The CFTC’s attempt to undo its own enforcement case against Gemini is triggering concerns that go far beyond the crypto exchange itself. Former CFTC Chairman Timothy Massad called the move “very unusual,” and warned that repeated shifts in regulatory direction could undermine trust in financial watchdogs. The comments come as the agency seeks to vacate parts of a January 2025 judgment against Gemini, a case that had already resulted in a $5 million penalty.
A Rare Move by the CFTC
Indeed, Massad, who led the Commodity Futures Trading Commission during the Obama administration, said in an CNBC interview on May 28 that it is highly uncommon for the agency to ask a court to effectively unwind a judgment in a case it originally brought.

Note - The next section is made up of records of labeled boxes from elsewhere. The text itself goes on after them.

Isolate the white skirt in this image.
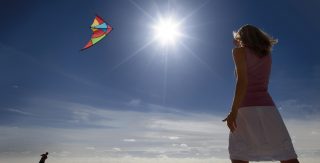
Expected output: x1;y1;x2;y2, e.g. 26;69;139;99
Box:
229;106;297;161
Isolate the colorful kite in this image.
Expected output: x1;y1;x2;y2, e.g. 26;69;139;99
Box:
81;15;112;50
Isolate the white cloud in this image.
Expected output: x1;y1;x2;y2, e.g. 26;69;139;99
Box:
123;139;136;142
168;136;179;140
129;99;141;106
7;108;34;116
0;98;320;163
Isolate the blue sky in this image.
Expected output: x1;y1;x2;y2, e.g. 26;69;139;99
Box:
0;0;320;162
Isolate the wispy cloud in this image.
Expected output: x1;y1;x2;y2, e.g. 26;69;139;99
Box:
7;108;34;116
0;97;320;163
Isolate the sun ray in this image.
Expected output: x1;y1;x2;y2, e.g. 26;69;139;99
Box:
179;41;222;79
175;0;210;24
130;0;154;21
111;39;154;72
162;48;168;105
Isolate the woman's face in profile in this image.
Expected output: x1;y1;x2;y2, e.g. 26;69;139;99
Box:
233;39;240;47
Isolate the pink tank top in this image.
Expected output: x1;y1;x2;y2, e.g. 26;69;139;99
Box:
240;48;274;107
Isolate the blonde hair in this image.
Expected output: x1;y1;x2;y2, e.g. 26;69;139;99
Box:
233;24;278;57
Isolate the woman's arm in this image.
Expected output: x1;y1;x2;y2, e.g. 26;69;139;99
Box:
231;47;248;112
223;47;248;132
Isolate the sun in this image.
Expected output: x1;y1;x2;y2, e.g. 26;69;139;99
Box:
153;17;181;45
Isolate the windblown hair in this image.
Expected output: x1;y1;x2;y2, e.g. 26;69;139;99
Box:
233;24;278;57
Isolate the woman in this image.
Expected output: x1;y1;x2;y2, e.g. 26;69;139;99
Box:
223;25;299;163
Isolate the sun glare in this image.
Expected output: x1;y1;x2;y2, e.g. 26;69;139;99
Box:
153;18;181;45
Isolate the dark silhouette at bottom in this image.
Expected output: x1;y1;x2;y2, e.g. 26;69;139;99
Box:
39;152;49;163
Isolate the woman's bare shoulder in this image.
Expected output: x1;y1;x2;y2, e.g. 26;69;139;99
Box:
232;47;246;55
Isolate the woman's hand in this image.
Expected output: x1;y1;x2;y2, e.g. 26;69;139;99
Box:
222;111;237;132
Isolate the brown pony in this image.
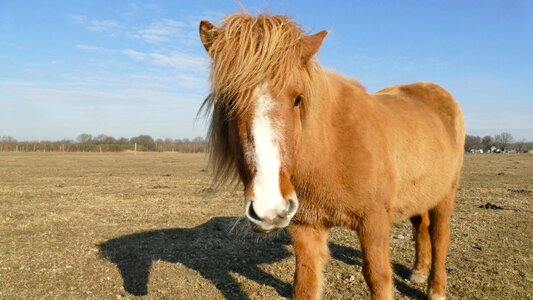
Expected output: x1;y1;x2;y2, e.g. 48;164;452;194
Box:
200;13;465;299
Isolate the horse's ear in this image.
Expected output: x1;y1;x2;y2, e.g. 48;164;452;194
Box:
302;30;328;62
200;20;220;52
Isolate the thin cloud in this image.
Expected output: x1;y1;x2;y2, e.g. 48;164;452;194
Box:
76;44;116;54
67;14;120;32
85;19;119;32
120;49;147;61
121;49;208;74
150;52;207;72
135;19;187;44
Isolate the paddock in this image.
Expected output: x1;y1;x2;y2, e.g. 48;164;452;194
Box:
0;153;533;299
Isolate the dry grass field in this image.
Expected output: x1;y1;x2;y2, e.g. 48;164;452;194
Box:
0;153;533;299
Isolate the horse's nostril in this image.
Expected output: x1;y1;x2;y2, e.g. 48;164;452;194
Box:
246;201;262;222
287;198;298;218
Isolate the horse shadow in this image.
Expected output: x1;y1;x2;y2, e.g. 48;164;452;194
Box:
99;217;425;299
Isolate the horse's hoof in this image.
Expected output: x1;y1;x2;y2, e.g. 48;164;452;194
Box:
429;291;446;300
409;270;428;283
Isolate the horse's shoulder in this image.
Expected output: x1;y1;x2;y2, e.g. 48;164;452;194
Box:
376;82;461;118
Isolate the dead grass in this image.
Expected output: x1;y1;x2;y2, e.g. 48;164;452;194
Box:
0;153;533;299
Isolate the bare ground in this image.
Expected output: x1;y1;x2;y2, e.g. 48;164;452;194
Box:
0;153;533;299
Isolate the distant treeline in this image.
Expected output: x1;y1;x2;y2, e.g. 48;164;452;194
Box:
0;133;207;153
465;132;533;153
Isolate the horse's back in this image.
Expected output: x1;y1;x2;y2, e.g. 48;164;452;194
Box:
375;82;465;144
373;82;465;218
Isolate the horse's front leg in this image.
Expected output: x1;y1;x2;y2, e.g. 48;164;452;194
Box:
357;212;393;300
289;225;329;300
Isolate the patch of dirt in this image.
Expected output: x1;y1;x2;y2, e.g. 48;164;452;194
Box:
0;153;533;299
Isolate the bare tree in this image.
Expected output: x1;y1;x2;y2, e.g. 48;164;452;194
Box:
494;132;513;150
465;135;482;151
515;139;527;153
76;133;93;144
481;135;494;151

“I can’t comment on this particular case,” Massad said, and noted that the Gemini matter occurred after his tenure. Nonetheless, he emphasized that during his time at the agency, enforcement teams only pursued cases they believed the facts and the law strongly supported.
The original case centered on allegations that Gemini made false statements to the CFTC in 2017 regarding a proposed Bitcoin (BTC) futures product. In January 2025, Gemini agreed to a settlement that included a $5 million civil penalty and an injunction restricting future false statements to regulators.
On May 27, however, the CFTC said a comprehensive review concluded that the complaint “should not have been filed” under current enforcement standards. As a result, the agency and Gemini are jointly asking a federal court to remove the remaining prospective provisions of the order.
The Bigger Debate Is About Regulatory Stability
For markets, the more significant issue may be what the reversal signals about regulatory consistency.
Massad warned that financial regulators need to remain nonpartisan and cautioned against an environment where decisions are viewed through a political lens.
The move has already attracted scrutiny because Gemini founders Cameron and Tyler Winklevoss donated to Donald Trump’s 2024 presidential campaign, whereas the current CFTC leadership came into power during Trump’s administration.
The former chairman also argued that crypto still requires strong enforcement alongside clearer rules.
“We need clarity in policy, but we still need aggressive enforcement,” Massad said, adding that constant swings in regulatory direction can damage markets.
That concern extends beyond Gemini. As Congress debates crypto legislation and regulators continue reshaping their approach to digital assets, industry participants are increasingly asking whether U.S. crypto policy risks changing every election cycle.
For investors and businesses, that uncertainty may ultimately be more important than the outcome of any single enforcement case.